Ethan Zuckerman: How much of the language you’re seeing feels familiar from other hype cycles?
Madeline: Tim and I looked at the history of autopilot litigation to see what might happen with autonomous cars. We should be looking at Big Data as the prior hype cycle.
Yarden Katz is at the BKC and at the Dept. of Systems Biology at Harvard Medical School. He talks about the history of AI, starting with 1958 claim about translation machine. 1966: Minsky Then there was an AI funding winter, but now it’s big again. “Until recently, AI was a dirty word.”
Today we use it schizophrenically: for Deep Learning or in a totally diluted sense as something done by a computer. “AI” now seems to be a branding strategy used by Silicon Valley.
“AI’s history is diverse, messy, and philosophical.” If complexit is embraced, “AI” might not be a useful caregory for policy. So we should go basvk to the politics of technology:
1. who controls the code/frameworks/data
2. Is the system inspectable/open?
3. Who sets the metrics? Who benefits from them?
The media are not going to be the watchdogs because they’re caught up in the hype. So who will be?
Q: There’s a qualitative difference in the sort of tasks now being turned over to computers. We’re entrusting machines with tasks we used to only trust to humans with good judgment.
Yarden: We already do that with systems that are not labeled AI, like “risk assessment” programs used by insurance companies.
Madeline: Before AI got popular again, there were expert systems. We are reconfiguring our understanding, moving it from a cognition frame to a behavioral one.

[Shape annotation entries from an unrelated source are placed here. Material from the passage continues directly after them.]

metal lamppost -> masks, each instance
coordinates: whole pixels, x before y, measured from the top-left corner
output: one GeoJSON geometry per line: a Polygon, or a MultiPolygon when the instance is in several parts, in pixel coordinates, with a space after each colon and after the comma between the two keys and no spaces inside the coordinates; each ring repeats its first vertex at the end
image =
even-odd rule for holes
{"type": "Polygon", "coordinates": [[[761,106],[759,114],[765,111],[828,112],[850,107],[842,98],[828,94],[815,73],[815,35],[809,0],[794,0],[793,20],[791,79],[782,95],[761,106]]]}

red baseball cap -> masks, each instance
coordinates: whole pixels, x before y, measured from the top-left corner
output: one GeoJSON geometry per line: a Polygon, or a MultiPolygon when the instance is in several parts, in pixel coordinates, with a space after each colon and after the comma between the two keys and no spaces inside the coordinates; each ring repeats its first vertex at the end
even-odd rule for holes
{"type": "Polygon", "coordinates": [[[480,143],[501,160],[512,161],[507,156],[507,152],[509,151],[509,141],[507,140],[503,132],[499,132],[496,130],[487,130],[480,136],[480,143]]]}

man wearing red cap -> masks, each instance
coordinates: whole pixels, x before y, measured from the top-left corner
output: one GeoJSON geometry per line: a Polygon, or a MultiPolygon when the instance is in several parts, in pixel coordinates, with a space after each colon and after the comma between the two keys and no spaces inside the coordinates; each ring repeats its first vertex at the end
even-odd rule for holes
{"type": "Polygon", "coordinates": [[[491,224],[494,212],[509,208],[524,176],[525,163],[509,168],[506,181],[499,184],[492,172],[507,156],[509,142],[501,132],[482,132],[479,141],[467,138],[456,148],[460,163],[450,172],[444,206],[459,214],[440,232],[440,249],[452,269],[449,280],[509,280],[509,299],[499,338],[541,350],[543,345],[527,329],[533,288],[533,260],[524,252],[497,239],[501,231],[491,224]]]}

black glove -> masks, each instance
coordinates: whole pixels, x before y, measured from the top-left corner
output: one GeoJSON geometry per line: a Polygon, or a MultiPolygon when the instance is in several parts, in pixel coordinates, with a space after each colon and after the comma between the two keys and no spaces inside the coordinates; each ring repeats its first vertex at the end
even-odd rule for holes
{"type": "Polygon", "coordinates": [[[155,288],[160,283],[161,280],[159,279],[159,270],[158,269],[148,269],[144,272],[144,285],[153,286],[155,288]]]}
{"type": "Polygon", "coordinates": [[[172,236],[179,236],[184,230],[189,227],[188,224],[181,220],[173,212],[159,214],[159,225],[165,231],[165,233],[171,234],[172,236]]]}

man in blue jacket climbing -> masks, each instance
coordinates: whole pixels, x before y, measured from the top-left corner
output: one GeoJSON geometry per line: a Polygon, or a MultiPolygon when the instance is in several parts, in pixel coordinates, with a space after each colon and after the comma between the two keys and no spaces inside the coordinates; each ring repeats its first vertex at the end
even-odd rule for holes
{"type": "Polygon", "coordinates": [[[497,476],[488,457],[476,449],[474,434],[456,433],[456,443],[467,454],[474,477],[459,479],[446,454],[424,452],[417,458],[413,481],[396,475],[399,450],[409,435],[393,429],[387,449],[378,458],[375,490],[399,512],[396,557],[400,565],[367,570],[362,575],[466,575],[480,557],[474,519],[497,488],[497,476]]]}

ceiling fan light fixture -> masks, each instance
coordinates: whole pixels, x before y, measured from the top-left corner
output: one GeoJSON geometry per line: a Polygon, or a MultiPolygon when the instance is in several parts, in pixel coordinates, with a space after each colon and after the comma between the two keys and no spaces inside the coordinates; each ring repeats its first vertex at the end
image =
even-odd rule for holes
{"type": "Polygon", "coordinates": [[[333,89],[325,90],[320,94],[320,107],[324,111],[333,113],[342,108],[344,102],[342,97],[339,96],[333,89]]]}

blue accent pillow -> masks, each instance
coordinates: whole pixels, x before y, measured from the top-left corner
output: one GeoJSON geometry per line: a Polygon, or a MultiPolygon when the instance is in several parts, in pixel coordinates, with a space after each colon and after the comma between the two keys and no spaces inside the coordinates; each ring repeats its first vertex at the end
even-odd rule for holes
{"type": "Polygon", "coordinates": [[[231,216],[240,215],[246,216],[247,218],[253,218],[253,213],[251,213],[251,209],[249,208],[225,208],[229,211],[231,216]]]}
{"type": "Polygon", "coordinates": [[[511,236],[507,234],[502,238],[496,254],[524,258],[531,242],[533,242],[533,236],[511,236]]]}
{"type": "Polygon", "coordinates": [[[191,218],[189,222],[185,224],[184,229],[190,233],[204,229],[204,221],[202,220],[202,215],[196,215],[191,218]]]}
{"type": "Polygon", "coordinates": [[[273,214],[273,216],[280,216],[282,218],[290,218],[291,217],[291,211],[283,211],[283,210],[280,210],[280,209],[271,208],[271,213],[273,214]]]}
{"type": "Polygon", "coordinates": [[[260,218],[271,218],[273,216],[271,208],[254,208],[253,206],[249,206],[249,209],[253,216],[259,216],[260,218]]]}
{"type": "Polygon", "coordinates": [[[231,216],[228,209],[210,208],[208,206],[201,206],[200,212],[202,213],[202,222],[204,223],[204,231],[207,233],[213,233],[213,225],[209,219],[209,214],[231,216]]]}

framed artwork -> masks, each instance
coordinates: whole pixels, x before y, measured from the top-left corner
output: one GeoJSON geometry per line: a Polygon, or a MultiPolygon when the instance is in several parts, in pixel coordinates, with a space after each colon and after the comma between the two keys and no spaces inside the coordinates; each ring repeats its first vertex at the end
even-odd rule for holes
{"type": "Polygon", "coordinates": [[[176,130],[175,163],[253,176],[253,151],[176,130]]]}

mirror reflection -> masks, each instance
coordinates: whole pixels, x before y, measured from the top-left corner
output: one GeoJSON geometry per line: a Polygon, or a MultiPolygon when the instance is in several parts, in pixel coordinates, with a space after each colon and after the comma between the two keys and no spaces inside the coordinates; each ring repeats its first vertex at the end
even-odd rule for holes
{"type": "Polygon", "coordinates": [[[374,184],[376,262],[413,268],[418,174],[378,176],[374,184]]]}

Chelsea: I’ve been involved in co-design projects that have backfired. These projects have sometimes been somewhat extractive: going in, getting lots of data, etc. How do we do co-design that are not extractive but that also aren’t prohibitively expensive?
Nathan: To what degree does AI change the dimensions of questions about explanation, inspectability, etc.
Yarden: The promoters of the Deep Learning narrative want us to believe you just need to feed in lots and lots of data. DL is less inspectable than other methods. DL is not learning from nothing. There are open questions about their inductive power.
Amy Zhang and Ryan Budish give a pre-alpha demo of the AI Compass being built at BKC. It’s designed to help people find resources exploring topics related to the ethics and governance of AI.